Assistir de poltrona às trapalhadas de Pedro Nuno Santos, deixá-lo à beirinha do precipício, rezar para que não caia antes do tempo e usar as legislativas de 2026 para dar o golpe de misericórdia na maior esperança dos socialistas (assim reconhecido internamente) para se manterem no poder pós-António Costa. A última semana ajudou a consolidar uma convicção que há muito se instalou no núcleo duro do PSD: o ministro das Infraestruturas e grande candidato à sucessão de Costa está a transformar-se gradualmente numa “maçã podre” que pode dar muito jeito no futuro; e o pior que poderia acontecer era que esta maçã caísse da árvore antes do tempo.
“No PSD, há quem já tenha a tese de que é preciso preservar Pedro Nuno Santos. A continuar assim, ainda se perde a oportunidade de o ter como adversário”, ironiza um destacado dirigente social-democrata. Não é caso para menos, insiste-se no partido. Depois do folhetim em torno do novo aeroporto de Lisboa, que o deixou com um pé e meio fora do Governo, Pedro Nuno Santos é agora o governante mais exposto ao caso da indemnização milionária a Alexandra Reis.
E a procissão ainda vai no adro. Em silêncio desde que o caso explodiu (a exceção foi um tímido comunicado assinado conjuntamente com Medina), Pedro Nuno Santos ainda não apareceu publicamente a dar explicações, sem esquecer que foi pela mão dele que a antiga administradora chegou à NAV, empresa pública, escassos quatro meses depois de ser despedida de uma outra empresa do Estado a troco de 500 mil euros.
“Isto é só a ponta do icebergue”, contrapõe outro membro da direção social-democrata, que recorda os pecadilhos passados de Pedro Nuno Santos.
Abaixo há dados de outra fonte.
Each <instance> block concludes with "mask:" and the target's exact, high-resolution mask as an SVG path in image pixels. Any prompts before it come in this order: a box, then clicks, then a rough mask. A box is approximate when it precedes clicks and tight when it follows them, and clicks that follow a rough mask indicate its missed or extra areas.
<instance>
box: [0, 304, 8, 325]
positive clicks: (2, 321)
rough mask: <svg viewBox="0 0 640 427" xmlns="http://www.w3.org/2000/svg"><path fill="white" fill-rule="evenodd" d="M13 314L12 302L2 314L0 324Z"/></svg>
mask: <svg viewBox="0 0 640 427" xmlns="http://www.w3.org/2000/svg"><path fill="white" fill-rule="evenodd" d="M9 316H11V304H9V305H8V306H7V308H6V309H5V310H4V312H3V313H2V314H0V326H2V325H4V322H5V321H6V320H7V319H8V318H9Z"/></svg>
Depois de ter sido o grande rosto socialista em defesa da nacionalização da TAP, cuja fatura vai nos 3,2 mil milhões de euros, será também Pedro Nuno Santos a concretizar a privatização da companhia aérea algures em 2023. “Vamos ver a que custo e com que contrapartidas para o Estado português”, antecipa a mesma fonte.
Em cima de um aeroporto que não sai do papel, de uma TAP que continua a ser uma dor de cabeça e já foi tudo com este Governo (privada, maioritariamente pública, pública e, em breve, novamente privada), Pedro Nuno Santos tem ainda nas mãos a (falta de) Habitação e o exigente e complexo plano para a ferrovia. “Não vejo como possa correr bem a Pedro Nuno. É um dead man walking”, resume fonte próxima de Luís Montenegro.
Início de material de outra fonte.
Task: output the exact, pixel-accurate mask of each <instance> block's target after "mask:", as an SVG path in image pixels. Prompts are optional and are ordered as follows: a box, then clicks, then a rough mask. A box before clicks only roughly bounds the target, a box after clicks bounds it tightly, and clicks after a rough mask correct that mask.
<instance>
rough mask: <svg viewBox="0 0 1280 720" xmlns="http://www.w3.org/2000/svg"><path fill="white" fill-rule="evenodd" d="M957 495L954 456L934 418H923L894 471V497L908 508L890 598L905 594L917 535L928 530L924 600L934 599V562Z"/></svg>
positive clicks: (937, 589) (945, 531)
O adversário ideal para Montenegro
À tese da fragilidade crescente de Pedro Nuno Santos soma-se outra, igualmente recorrente nas conversas com elementos da atual direção social-democrata: pelas posições que foi assumindo ao longo do seu percurso político e por se ter assumido sempre como o rosto da ala mais à esquerda do PS, se se vier a concretizar o destino que muitos (a maioria) no PS lhe traçam para a sucessão de António Costa, Luís Montenegro pode vir a chamar-lhe um figo.
“À partida, Pedro Nuno Santos é mais fácil para nós”, reconhece um vice-presidente do partido. Com o PSD investido em conquistar o centro aos socialistas, ter pela frente Pedro Nuno Santos numa futura disputa eleitoral vai permitir três coisas: agregar a direita contra a ameaça do jovem turco; bipolarizar e dramatizar com o apelo ao voto útil nesse espaço político, neutralizando as ameaças de Chega e IL; e alargar a influência do PSD ao centro moderado, que poderá, acredita-se, temer uma guinada à esquerda de um governo liderado por um primeiro-ministro com o perfil de Pedro Nuno Santos.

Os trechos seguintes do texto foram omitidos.